Devenir chef d'orchestre : Zahia Ziouani, diriger, c'est militer
Par Suzana KubikUn orchestre à 20 ans, une Académie pour les jeunes talents et des concerts pour les publics éloignés de la culture, le parcours de Zahia Ziouani sort des sentiers battus et suit une seule ligne directrice : diriger, c'est militer pour l'accès à la musique classique pour tous.
France Musique : Vous racontez souvent avoir grandi dans une famille très mélomane où l'on écoutait beaucoup la musique symphonique et des opéras. A quel moment avez-vous su que la musique serait votre voie ?
Zahia Ziouani : J'ai grandi en Seine Saint-Denis, à Pantin, et j'ai commencé par la guitare classique. C'est ma mère qui a voulu nous inscrire au conservatoire de notre ville, ma sœur jumelle qui est violoncelliste, et moi, mais comme il ne restait qu'une seule place, elle n'a pas voulu choisir, et a inscrit notre frère. Et au départ, c'est elle qui assistait aux cours de notre frère, et au retour à la maison, elle nous enseignait les premières connaissances en musique sur les notes prises en cours. Ensuite les places se sont libérées pour nous aussi, mais c'est vrai qu'on a commencé d'une façon assez originale.
Vous commencez par la guitare...pour arriver au pupitre ?
Oui, un instrument que j'ai beaucoup aimé jouer et que j'ai joué longtemps, sans forcément avoir conscience que c'est un instrument que l'on ne peut pas jouer en orchestre. Je voyais ma sœur progresser et intégrer un orchestre, et c'était pour moi une petite frustration, car ça me tenait à cœur d'intégrer cet univers de l'orchestre. Donc un peu plus tard, vers l’âge de 12 ans, je me suis mise à l'alto pour pouvoir justement jouer les musiques que j'entendais à la maison. J'ai progressé vite et j'ai pu intégrer l'orchestre du conservatoire, connaître de l'intérieur cet univers, et le métier de chef d'orchestre qui m'a tout de suite fascinée. Et à l'adolescence, je me suis mise à rêver de devenir cheffe d'orchestre.

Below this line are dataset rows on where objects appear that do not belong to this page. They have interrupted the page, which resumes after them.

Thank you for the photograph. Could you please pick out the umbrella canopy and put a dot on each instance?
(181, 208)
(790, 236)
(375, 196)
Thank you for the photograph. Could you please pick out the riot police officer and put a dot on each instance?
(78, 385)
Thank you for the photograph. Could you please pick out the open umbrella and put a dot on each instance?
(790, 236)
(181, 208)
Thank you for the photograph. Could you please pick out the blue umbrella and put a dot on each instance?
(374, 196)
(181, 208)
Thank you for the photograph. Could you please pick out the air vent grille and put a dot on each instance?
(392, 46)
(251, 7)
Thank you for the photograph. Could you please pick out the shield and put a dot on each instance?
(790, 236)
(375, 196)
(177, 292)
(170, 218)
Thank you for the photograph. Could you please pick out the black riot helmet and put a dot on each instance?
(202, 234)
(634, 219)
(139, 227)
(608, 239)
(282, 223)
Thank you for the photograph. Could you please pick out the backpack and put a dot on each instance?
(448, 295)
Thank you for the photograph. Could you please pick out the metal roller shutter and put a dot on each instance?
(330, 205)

Un rêve pas si banal pour une jeune fille...
Oui, je vous l'accorde, mais le fait qu'on n'était pas dans une famille de musiciens, faisait qu’on avait peut-être un regard un peu neuf, différent. Parce que c'est vrai qu'à l'époque, il n'y avait pas du tout de femmes chefs d'orchestre. J'en avais parlé à mes parents, et, comme d'habitude, ils me disaient : Si tu veux arriver à quelque chose, il faut travailler. Il n'y a pas de raison que ça ne marche pas. Ils m'ont encouragée, mais je pense qu'ils ne savaient pas ce que ça allait représenter vraiment. Mais quand j'ai commencé à en parler à mes professeurs, certains me disaient : Ce n'est pas un métier pour les femmes, ce n'est pas pour les jeunes. Et là je me suis confrontée à une réalité plus compliquée.
Donc vous n'étiez pas vraiment encouragée à vous lancer au début...

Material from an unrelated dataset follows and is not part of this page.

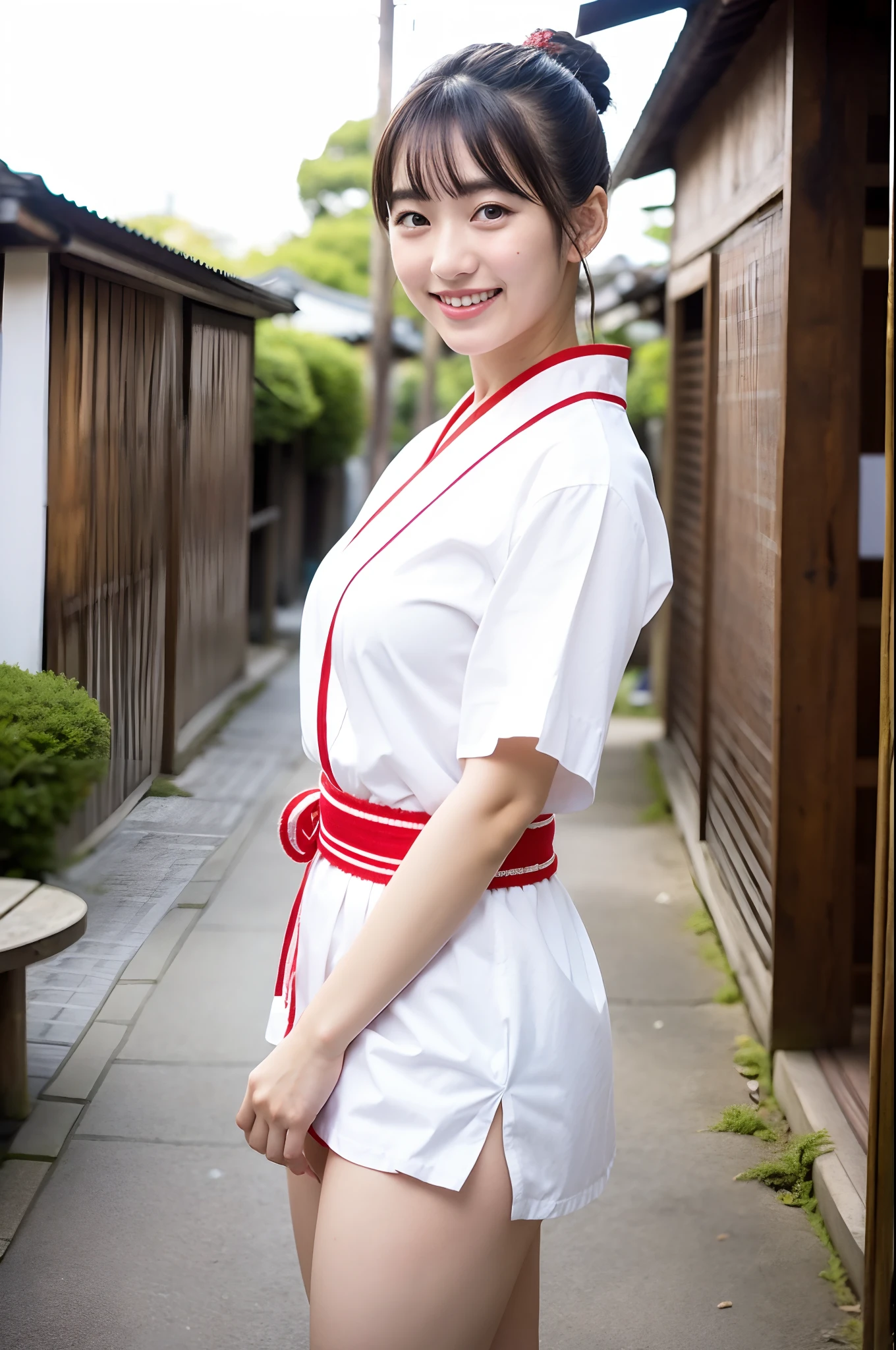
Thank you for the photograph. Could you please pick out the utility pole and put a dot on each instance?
(382, 277)
(427, 401)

On me disait : "il faut te concentrer sur tes études d'instrument", ce que j'ai fait, mais ça ne m'a pas empêché de continuer à m'intéresser à ce métier, à essayer de le découvrir. J'aimais bien regarder des documentaires sur les chefs d'orchestre, des concerts à la télé. J'allais aussi voir des concerts avec mes parents.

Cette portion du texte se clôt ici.